In terms of both domestic and international politics, the logic of Labour’s “securonomics” policy is unassailable. Like other advanced Western economies, only more so, decades of privatisation and globalisation have rendered Britain vulnerable to geopolitical shocks and increasingly hostage to the whims of foreign tyrants. We produce little of use and import much that is vital: arresting this perilous situation would, at a stroke, make the country both richer and more secure.

However well-intended, Labour’s manifesto commitment, reaffirmed by Ed Milliband earlier this week, of refusing new oil and gas licences in the North Sea achieves the precise opposite result. Labour inherited Boris Johnson’s objective of achieving Net Zero by 2030, a strikingly ambitious goal in good times, but one manifestly unsuited to a country at the brink of major international conflict. If we believe Defence Secretary John Healey’s assessment that Britain faces a “generational threat” derived from a “decade or more of Russian aggression”, then well-meaning Net Zero aspirations must, for the time being, be deferred.

Britain has already led the world in reducing carbon emissions — essentially by offloading production of vital goods to geopolitical rivals such as China — and as a result, our 1% global share is negligible for a major economy. Yet China emits carbon at more than 30 times Britain’s level, and its 1.1% growth in 2022 alone already renders Britain’s self-sacrifice an entirely pointless exercise. Indeed, observation of China’s energy policy reveals what preparation for war, undertaken by a serious actor ruthlessly focused on its national interest, looks like.

Hardening its energy security measures, in what observers view as a clear combat indicator, China is amassing a vast strategic stockpile of oil while granting permits for two new coal-fired power plants every week. Britain’s keen watchdogs of international obligations should note that China has legally committed itself to decarbonising by 2060, but its actions reveal the superpower to be moving in precisely the opposite direction. In the long term the results for the global climate will no doubt be disastrous; but in the short term China, like Russia, is preparing itself for a major conflict, while Britain is not.

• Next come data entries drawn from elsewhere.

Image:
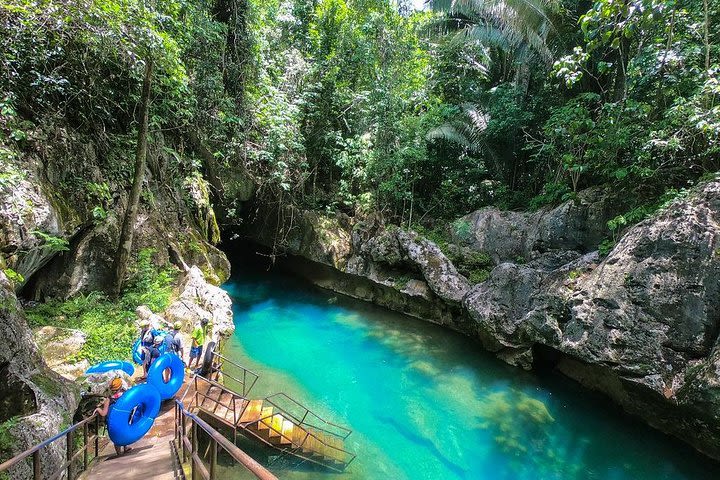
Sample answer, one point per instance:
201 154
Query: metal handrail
245 373
350 455
189 447
71 455
301 421
223 389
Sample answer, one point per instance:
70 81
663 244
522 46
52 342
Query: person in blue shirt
172 341
147 340
154 351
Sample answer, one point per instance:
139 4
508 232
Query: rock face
577 225
57 346
69 229
199 299
641 325
35 403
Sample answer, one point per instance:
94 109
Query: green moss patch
109 326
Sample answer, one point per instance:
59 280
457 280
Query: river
427 403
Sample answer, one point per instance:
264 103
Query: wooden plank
252 412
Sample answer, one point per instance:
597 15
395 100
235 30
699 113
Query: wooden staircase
300 434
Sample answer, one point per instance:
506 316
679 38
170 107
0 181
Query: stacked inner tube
156 376
137 346
133 414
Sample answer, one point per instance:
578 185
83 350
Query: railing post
69 453
85 460
37 472
213 458
194 450
184 436
97 435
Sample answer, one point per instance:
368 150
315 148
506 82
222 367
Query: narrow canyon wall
640 325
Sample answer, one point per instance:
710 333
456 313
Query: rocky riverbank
640 325
61 208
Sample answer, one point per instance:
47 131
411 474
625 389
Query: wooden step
253 412
266 416
298 435
276 425
285 437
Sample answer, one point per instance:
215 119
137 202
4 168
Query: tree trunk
126 234
621 73
706 35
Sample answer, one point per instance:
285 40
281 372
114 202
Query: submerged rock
641 325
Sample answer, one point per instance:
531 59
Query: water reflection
425 403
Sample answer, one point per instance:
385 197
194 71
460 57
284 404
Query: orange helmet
116 384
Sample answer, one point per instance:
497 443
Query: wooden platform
263 421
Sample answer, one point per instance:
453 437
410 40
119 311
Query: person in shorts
198 340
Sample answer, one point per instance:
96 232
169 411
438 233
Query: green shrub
109 326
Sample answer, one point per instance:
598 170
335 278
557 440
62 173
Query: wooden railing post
184 435
69 453
37 470
85 446
194 449
213 458
97 435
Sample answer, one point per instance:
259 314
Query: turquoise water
426 403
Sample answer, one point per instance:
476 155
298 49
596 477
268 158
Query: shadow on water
427 403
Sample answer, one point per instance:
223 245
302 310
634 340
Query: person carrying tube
198 340
154 350
147 340
117 388
173 343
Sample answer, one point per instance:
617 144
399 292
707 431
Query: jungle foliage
370 105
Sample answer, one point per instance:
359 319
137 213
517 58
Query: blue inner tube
137 348
112 365
177 375
132 415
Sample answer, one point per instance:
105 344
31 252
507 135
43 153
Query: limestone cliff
35 403
640 325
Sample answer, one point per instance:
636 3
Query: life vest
148 338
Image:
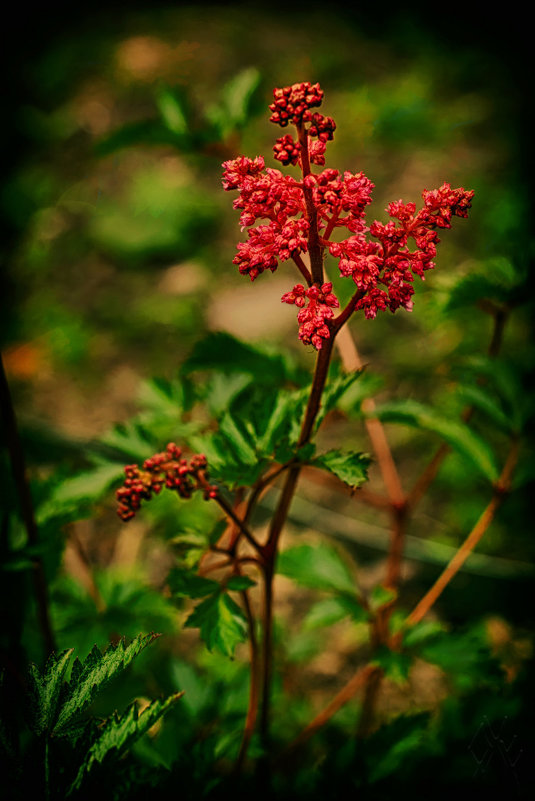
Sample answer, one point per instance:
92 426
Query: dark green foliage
221 622
351 468
117 734
456 433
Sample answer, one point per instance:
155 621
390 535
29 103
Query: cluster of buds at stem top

Though China is also undertaking a vast expansion of renewable energy, it is doing so by underwriting its grid’s basic security through the use of coal. In the Chinese version of securonomics, Beijing is making sure it has new sources of energy ready to go before switching off the old supply, and Britain would do well to match this outbreak of common sense. The goal of decarbonisation is genuinely good, and Britain should strive to achieve it as soon as practical.

Yet until then, it makes no sense to continue to import £45 billion of foreign fossil fuels each year from geopolitically dubious sources, while sitting on our own untapped energy security stockpile.

Net Zero by 2030 was a noble aspiration in better days, but the world situation since 2022 has changed dramatically and so should Britain’s energy policy. Geology has granted Britain a vast natural bounty in oil, gas and coal, equivalent to that which our rivals happily exploit to maximise their world power. In the current circumstances, it would surely be better to exploit this resource, even by accelerating production, and then use the wealth released to fund a vast national rollout of clean and secure nuclear power.

The end result would still be a decarbonised grid within decades, laying the groundwork for vastly enhanced future prosperity through cheap energy, while ensuring Britain’s security and resilience in the threatening years ahead. This, surely, would be true securonomics. We simply cannot harden Britain’s exposure to looming international shocks while simultaneously leading the world in decarbonising our grid within the next half-decade. It is a binary choice, one or the other, in which Britain’s national security must come first.


Aris Roussinos is an UnHerd columnist and a former war reporter.